« Il n’y a pas de plus douloureuse épreuve que la perte de sa terre natale ». Euripide 431 av. J-C
Les nomades sahraouis du désert du Sahara Occidental attendent depuis 1975 que l’on respecte leur droit fondamental à voter une seule fois : un vote pour leur autodétermination. Alors que l’Espagne commençait à retirer sa présence coloniale du Sahara Occidental dans le chaos, le Maroc a brutalement déclaré que ce territoire était le sien, menaçant de l’envahir.
Les Nations Unies avaient alors sollicité l’avis de la Cour Internationale de Justice afin qu’elle enquête. La plus haute cour de justice du monde a donné son avis, pour dire qu’il n’y a aucune base légale à la prétention du Maroc pour revendiquer le territoire souverain du Sahara Occidental. Et dire aussi que la population autochtone sahraouie est l’héritière légitime de ce territoire. Mais le Maroc a ignoré le droit international et a envahi le Sahara Occidental. Pendant toute la période où le mouvement de libération des nomades sahraouis, le Front du Polisario, était engagé dans une guerre féroce avec le Maroc, les Nations Unies ont émis nombre de messages alarmés, réitérant que les actions du royaume chérifien étaient intolérables.
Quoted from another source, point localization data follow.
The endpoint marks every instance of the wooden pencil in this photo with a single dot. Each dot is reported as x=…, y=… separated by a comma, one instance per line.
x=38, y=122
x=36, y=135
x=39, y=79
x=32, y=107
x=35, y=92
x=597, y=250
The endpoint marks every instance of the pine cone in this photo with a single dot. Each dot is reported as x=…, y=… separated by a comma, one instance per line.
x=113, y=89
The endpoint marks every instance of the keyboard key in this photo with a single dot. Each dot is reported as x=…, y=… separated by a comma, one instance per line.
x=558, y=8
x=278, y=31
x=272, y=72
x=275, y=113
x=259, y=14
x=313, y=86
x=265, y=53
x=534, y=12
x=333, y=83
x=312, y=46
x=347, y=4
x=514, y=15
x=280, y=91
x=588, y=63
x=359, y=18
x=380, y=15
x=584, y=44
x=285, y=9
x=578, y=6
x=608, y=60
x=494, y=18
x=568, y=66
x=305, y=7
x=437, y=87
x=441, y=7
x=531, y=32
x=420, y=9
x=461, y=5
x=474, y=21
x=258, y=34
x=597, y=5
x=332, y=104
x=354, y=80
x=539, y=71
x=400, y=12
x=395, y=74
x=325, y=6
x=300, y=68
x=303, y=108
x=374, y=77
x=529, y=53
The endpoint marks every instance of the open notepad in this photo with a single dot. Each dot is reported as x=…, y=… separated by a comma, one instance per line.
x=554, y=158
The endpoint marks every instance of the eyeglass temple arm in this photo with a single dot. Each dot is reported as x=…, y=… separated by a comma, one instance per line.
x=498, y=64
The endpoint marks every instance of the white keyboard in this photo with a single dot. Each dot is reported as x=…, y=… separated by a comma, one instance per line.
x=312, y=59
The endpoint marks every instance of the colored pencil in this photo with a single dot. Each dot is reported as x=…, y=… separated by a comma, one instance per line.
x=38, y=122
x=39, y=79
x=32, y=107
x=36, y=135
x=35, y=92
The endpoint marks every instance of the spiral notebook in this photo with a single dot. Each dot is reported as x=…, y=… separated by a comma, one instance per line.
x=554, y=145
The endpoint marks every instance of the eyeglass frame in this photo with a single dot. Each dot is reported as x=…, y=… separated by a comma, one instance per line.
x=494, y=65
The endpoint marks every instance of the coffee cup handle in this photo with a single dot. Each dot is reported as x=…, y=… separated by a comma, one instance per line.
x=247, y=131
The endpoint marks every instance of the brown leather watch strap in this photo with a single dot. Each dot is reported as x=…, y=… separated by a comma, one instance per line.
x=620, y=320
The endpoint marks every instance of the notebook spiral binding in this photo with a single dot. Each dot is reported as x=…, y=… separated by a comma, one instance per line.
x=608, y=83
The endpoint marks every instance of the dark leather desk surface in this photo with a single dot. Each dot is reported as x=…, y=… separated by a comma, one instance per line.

Aujourd’hui encore, le Sahara Occidental reste le dernier pays d’Afrique à n’avoir pas été correctement décolonisé et le droit du peuple sahraoui à l’indépendance demeure bafoué. A cet égard, le Maroc a violé le droit international de manière flagrante à deux reprises. D’abord en envahissant de façon illégale un territoire souverain, ensuite par l’occupation qui se poursuit à nos jours. Les Sahraouis ont ainsi passé ces 36 dernières années à se battre contre la présence illégitime du Maroc sur leur sol sahraouis, contestant aussi le refus du Maroc de collaborer au processus des Nations Unies pour leur autodétermination. Rabat sait que s’il permet le vote pour l’autodétermination, les Sahraouis vont très probablement choisir l’indépendance plutôt que de rester sous le joug d’une occupation coloniale militaire illégale.
La lutte pour l’indépendance des Sahraouis frappe au cœur même de nos principes de droit et des droits humains. Sont-ils applicables universellement sur toute la planète afin de sauvegarder les droits humains ou est-il tolérable que certaines sociétés soient privées de ces principes ?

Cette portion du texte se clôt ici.